Timeline of Olmert's legal battle

Former PM, acquitted on Tuesday of two major corruption charges, once dubbed the trial a "fight for his life."

FORMER PRIME MINISTER Ehud Olmert in court 370 (photo credit: Marc Israel Sellem/The Jerusalem Post)
FORMER PRIME MINISTER Ehud Olmert in court 370
(photo credit: Marc Israel Sellem/The Jerusalem Post)
When Ehud Olmert stepped down as prime minister in September 2008, he vowed to wage a “legal battle” to clear his name of the corruption charges that had forced his resignation.
On Tuesday, the former prime minister partially won that battle, but with the Holyland trial only just beginning in the Tel Aviv District Court, he still has much of the war left to fight.
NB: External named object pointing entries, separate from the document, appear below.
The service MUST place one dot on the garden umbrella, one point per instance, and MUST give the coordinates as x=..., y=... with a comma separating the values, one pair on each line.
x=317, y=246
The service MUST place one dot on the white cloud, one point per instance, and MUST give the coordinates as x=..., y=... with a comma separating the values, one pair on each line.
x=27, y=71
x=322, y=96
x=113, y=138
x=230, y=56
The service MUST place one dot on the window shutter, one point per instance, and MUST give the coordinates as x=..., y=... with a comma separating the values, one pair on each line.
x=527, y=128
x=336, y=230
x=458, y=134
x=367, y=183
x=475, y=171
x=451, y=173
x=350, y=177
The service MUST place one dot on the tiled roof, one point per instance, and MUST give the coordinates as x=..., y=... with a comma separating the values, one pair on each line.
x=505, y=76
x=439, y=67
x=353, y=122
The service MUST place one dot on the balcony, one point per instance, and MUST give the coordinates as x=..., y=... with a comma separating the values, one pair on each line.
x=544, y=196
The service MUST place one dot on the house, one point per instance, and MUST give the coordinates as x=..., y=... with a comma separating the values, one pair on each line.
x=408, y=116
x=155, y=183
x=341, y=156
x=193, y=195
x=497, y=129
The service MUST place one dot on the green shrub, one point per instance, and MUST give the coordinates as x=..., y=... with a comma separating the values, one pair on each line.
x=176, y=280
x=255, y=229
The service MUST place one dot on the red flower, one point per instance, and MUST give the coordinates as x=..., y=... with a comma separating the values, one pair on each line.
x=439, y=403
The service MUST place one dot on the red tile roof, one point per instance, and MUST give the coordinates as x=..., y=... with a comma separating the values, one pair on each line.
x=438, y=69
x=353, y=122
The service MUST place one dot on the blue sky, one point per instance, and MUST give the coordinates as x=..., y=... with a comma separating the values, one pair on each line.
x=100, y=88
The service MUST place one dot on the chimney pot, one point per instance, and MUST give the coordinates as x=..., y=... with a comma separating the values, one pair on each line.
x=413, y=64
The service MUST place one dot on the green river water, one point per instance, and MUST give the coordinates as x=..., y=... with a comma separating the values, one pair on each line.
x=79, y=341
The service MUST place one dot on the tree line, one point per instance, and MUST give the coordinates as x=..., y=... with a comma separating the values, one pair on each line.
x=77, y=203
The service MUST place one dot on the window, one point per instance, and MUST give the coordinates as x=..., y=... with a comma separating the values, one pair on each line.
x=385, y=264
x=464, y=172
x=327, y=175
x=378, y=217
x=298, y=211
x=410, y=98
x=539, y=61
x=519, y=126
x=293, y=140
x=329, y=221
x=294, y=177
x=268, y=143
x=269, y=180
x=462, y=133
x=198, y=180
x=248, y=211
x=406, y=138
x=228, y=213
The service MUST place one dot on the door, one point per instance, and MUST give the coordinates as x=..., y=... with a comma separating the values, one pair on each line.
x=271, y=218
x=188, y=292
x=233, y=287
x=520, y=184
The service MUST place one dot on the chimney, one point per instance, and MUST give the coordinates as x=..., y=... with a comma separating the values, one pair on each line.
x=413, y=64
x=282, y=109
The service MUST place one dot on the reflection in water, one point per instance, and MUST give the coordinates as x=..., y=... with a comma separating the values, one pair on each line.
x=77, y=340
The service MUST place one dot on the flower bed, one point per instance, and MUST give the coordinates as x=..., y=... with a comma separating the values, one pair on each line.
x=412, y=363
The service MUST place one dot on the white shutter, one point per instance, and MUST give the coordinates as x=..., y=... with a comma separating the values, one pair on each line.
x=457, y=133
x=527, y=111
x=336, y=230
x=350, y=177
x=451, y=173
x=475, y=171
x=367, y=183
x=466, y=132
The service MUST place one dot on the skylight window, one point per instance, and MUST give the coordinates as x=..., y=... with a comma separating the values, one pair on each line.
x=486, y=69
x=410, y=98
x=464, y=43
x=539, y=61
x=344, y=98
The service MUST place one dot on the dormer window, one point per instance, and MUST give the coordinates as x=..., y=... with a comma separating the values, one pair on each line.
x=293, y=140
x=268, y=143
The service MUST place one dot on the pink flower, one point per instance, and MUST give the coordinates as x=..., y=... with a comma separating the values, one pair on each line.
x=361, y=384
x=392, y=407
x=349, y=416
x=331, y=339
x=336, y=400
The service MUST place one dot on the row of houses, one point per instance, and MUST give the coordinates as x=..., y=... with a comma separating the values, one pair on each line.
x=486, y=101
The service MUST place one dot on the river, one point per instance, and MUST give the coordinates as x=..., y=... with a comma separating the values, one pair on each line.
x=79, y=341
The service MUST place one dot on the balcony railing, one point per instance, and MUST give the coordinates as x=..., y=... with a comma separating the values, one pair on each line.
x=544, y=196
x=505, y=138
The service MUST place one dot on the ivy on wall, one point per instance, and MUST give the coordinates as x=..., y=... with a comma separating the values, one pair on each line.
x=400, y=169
In August 2009, the prosecution filed charges against Olmert relating to the three corruption scandals that led him to step down a year earlier – alleged double-billing with the Rishon Tours travel agency, accepting thousands of dollars in cash envelopes from New York businessman Morris Talansky and granting illegal favors to his former associate, attorney Uri Messer.
In the indictment, the prosecution formally charged Olmert with fraud, breach of trust, forging corporate documents and failure to report income.
Although police had initially also recommended pressing bribery charges, the State Attorney’s Office did not include those allegations in the final indictment.
The charges all related to Olmert’s terms as mayor of Jerusalem and later as minister of trade, labor and industry, before he became prime minister.
When the trial opened in the Jerusalem District Court in December 2009, Olmert appeared with only part of his legal team, as his main lawyer, Yehuda Weinstein, had resigned after being appointed attorney-general.
Throughout the trial, the former prime minister continued to deny the charges against him, telling the court when he took the witness stand last year that he was “fighting for his life.”
A year ago, in July 2011, the trial heated up as the prosecution began its crossexamination of Olmert.
During his time on the witness stand, Olmert and prosecutor Uri Korb engaged in bitter verbal sparring – with Jerusalem District Court President Judge Moussia Arad often intervening and asking for calm.
Throughout the trial, Olmert’s press spokesman, Amir Dan, frequently accused Korb and the prosecution of resorting to “dirty tricks” and of trying to create media spin, including by alleging during cross-examination that the former prime minister had tried to disrupt the Rishon Tours investigation by talking to his family about the matter.
When Olmert ended his testimony last July, Dan told The Jerusalem Post that the charges against the former prime minister were “simply absurd.”
On Tuesday, after his acquittal on the Talansky and Rishon Tours charges, Olmert said he had been vindicated.
“There had been no corruption, no money was received, no money was used, there were no cash envelopes,” he told reporters. “Not a thing that they tried to accuse me of regarding that affair was true.”
With the verdict in, the court will reconvene on September 5 to hear arguments for sentencing both Zaken and Olmert. The former prime minister is unlikely to receive jail time.